Warlord and now rock god ...
Genghis Khan
If you happen to be visiting Ulan Bator in Mongolia, you could apparently catch a popular new rock-opera, Chinghis Khan. Like its hero, more familiarly known as Genghis Khan, it has swept all before it. I just hope it's better - how could it possibly be worse? - than a notorious 1956 movie, The Conqueror, in which John Wayne played the Mongolian warlord. This led to one priceless exchange in which, after Susan Hayward's Tartar princess had lunged at him with a knife, Wayne riposted "You're beautiful in your wrath!"
But the popularity of Mongolia's big rock-opera, humanising a man who murdered around 40 million people, raises a fascinating question: does music have the capacity to sanitise monsters? I'd say, on the historical evidence, it does. The first opera based on a historical subject was Monteverdi's The Coronation of Poppea in 1643. The work itself nakedly rejoices in its amoral heroine's rise to the status of empress of Rome. One of its big duets also has Nero celebrating the death of Seneca with wine and song. Villainy triumphs and, even today, audiences come out feeling they have had an uplifting experience.
Modern musicals and rock-operas have also played their part in glamorising evil. Chicago, still packing them in, is a tuneful tribute to a murderess. And the Andrew Lloyd Webber-Tim Rice show, Evita, which takes as its heroine Eva Peron, is about to be revived at the Adelphi. There is little doubt that Eva Peron had charisma or that she and her husband, Juan, did much for Argentina's workers. But the Peron regime also bankrupted the country, destroyed the supreme court, took over radio stations and newspapers and borrowed the techniques of Franco, Mussolini and Stalin.
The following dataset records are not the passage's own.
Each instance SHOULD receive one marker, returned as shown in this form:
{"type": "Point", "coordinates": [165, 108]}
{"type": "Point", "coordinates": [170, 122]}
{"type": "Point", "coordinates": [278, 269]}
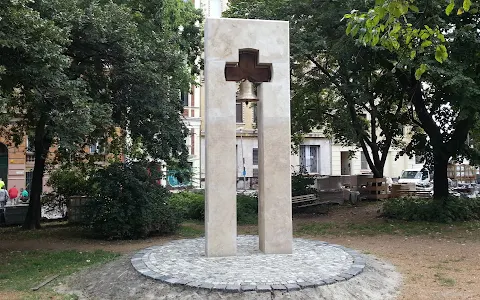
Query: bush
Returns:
{"type": "Point", "coordinates": [247, 209]}
{"type": "Point", "coordinates": [65, 182]}
{"type": "Point", "coordinates": [301, 184]}
{"type": "Point", "coordinates": [414, 209]}
{"type": "Point", "coordinates": [126, 202]}
{"type": "Point", "coordinates": [191, 206]}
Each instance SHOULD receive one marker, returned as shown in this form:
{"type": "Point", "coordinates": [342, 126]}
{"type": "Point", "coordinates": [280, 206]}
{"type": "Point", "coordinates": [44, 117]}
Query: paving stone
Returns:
{"type": "Point", "coordinates": [264, 288]}
{"type": "Point", "coordinates": [292, 287]}
{"type": "Point", "coordinates": [249, 288]}
{"type": "Point", "coordinates": [206, 286]}
{"type": "Point", "coordinates": [233, 288]}
{"type": "Point", "coordinates": [329, 281]}
{"type": "Point", "coordinates": [194, 284]}
{"type": "Point", "coordinates": [219, 287]}
{"type": "Point", "coordinates": [346, 275]}
{"type": "Point", "coordinates": [306, 284]}
{"type": "Point", "coordinates": [183, 262]}
{"type": "Point", "coordinates": [279, 287]}
{"type": "Point", "coordinates": [172, 280]}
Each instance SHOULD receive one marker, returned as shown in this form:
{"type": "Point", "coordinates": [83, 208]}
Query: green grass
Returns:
{"type": "Point", "coordinates": [56, 230]}
{"type": "Point", "coordinates": [190, 230]}
{"type": "Point", "coordinates": [461, 229]}
{"type": "Point", "coordinates": [22, 270]}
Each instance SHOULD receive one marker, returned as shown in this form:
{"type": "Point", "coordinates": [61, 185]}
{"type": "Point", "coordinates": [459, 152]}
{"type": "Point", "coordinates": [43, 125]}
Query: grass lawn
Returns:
{"type": "Point", "coordinates": [23, 270]}
{"type": "Point", "coordinates": [438, 261]}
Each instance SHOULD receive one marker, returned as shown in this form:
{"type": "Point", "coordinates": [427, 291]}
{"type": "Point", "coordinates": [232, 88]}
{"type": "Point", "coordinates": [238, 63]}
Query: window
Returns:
{"type": "Point", "coordinates": [30, 144]}
{"type": "Point", "coordinates": [184, 98]}
{"type": "Point", "coordinates": [239, 113]}
{"type": "Point", "coordinates": [363, 161]}
{"type": "Point", "coordinates": [255, 156]}
{"type": "Point", "coordinates": [418, 159]}
{"type": "Point", "coordinates": [310, 158]}
{"type": "Point", "coordinates": [215, 8]}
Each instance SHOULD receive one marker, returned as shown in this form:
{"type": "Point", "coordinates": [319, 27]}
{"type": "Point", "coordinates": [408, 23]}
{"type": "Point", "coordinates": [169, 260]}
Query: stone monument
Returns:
{"type": "Point", "coordinates": [248, 51]}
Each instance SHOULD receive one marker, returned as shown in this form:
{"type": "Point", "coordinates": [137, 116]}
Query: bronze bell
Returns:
{"type": "Point", "coordinates": [247, 92]}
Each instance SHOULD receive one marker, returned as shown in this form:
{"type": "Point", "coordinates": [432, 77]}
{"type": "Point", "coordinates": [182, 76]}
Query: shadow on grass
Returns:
{"type": "Point", "coordinates": [388, 227]}
{"type": "Point", "coordinates": [22, 270]}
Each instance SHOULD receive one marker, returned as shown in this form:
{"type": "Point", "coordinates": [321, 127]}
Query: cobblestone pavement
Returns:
{"type": "Point", "coordinates": [312, 264]}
But, hey folks, it's only a musical so what the hell?
The moral seems to be that in any form of musical entertainment - be it straight opera or rock opera - you can get away with murder. And, much as I love The Producers, the idea that you could offend a mass audience with a Hitlerian musical now begins to look a bit dated: indeed a recent edition of the satirical spoof, Forbidden Broadway, pointed out just how many New York musicals depended on a re-creation of 30s fascism. So maybe the Mongolians, in suggesting that Genghis Khan wasn't such a bad chap after all, are not doing anything revolutionary. In fact, you could say they're simply dedicated followers of decadent Western fashion.